Figure BDA00022920475300002314
Establishing the relative pose of the lidar to the camera
Figure BDA00022920475300002315
And finishing the calibration of the relative pose. The relative pose of the two sensor systems can be calibrated through the method, so that the data of the two sensor systems can be fused and further used for perception, navigation, planning, control and the like, and the robot platform can be ground trolleys, unmanned vehicles, foot robots, unmanned aerial vehicles and the like.

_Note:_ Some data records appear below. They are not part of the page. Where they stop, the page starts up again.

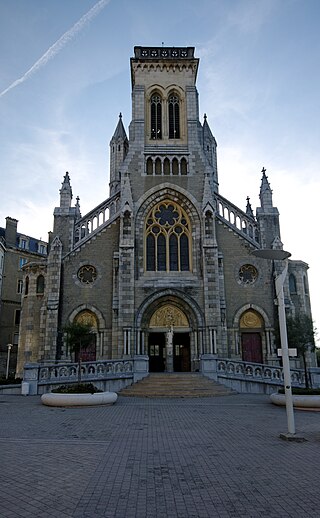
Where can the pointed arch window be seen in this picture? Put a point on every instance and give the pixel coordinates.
(167, 239)
(156, 117)
(174, 117)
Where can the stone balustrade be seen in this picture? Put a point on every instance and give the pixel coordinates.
(237, 220)
(258, 372)
(97, 218)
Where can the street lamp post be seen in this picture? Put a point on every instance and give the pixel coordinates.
(281, 255)
(8, 360)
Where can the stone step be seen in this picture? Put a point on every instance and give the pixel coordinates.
(176, 385)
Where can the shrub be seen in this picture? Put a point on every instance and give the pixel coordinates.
(77, 388)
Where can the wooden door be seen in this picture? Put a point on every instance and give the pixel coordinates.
(156, 351)
(251, 347)
(181, 352)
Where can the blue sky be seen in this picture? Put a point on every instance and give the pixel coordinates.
(65, 77)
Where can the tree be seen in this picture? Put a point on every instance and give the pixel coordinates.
(300, 331)
(79, 336)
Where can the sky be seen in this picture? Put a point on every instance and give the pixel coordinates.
(65, 77)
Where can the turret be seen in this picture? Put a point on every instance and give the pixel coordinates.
(268, 216)
(65, 216)
(119, 146)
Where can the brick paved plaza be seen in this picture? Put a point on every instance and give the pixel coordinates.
(208, 457)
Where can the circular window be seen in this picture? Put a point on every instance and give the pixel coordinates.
(248, 274)
(87, 274)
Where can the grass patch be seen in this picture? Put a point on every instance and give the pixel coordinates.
(78, 388)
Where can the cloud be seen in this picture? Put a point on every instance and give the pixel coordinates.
(59, 44)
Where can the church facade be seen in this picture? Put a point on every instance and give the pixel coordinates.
(164, 266)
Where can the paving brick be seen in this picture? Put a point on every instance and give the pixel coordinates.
(202, 458)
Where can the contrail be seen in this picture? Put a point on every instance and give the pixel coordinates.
(59, 44)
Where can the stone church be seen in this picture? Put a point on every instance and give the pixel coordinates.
(164, 266)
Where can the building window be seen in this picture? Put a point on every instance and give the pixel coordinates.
(24, 243)
(248, 274)
(87, 274)
(40, 285)
(26, 286)
(292, 284)
(167, 239)
(22, 261)
(17, 314)
(174, 117)
(156, 116)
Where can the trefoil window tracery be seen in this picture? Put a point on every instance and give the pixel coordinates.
(167, 239)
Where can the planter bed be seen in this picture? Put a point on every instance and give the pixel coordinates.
(99, 398)
(301, 401)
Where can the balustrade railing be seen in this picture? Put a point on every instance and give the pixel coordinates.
(257, 372)
(237, 219)
(96, 218)
(98, 370)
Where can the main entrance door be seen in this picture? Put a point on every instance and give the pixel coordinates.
(156, 352)
(251, 347)
(181, 352)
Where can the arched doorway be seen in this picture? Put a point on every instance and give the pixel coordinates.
(87, 352)
(169, 340)
(251, 327)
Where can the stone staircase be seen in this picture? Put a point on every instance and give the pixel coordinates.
(184, 385)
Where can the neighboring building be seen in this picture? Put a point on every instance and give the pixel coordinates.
(15, 250)
(163, 267)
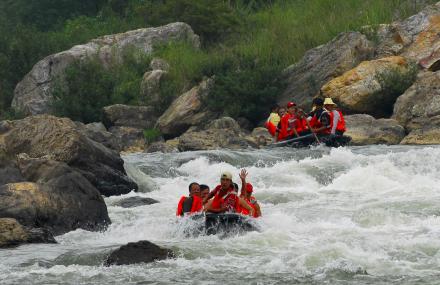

It should be noted that the calibration scenario shown in fig. 10 is for convenience of illustration only, and in an actual application scenario, the scenario can be extended to more than three calibration boards. When there are n calibration plates, there are n unit normal vectors for constraining the rotation matrix in the coordinate system of the sensing data,is provided with
Figure BDA00022920475300002316
The intersection points of the planes are used for solving the displacement vector, wherein n is an integer not less than 3. In addition, the object for solving the relative pose is not limited to the lidar-camera, and the relative pose between two radars can also be solved in the above manner, for example.
In order to facilitate understanding of the beneficial effects of the embodiment of the invention, the determined relative pose is verified by using a laser radar and a binocular camera. The laser radar used has 32 laser beams, the horizontal angle is 360 ° (degrees), the vertical angle is 40 °, and the resolution in the vertical direction is up to 0.33 °; the base line (Baseline) of the binocular camera used was about 12 cm with a resolution of 1280 × 720.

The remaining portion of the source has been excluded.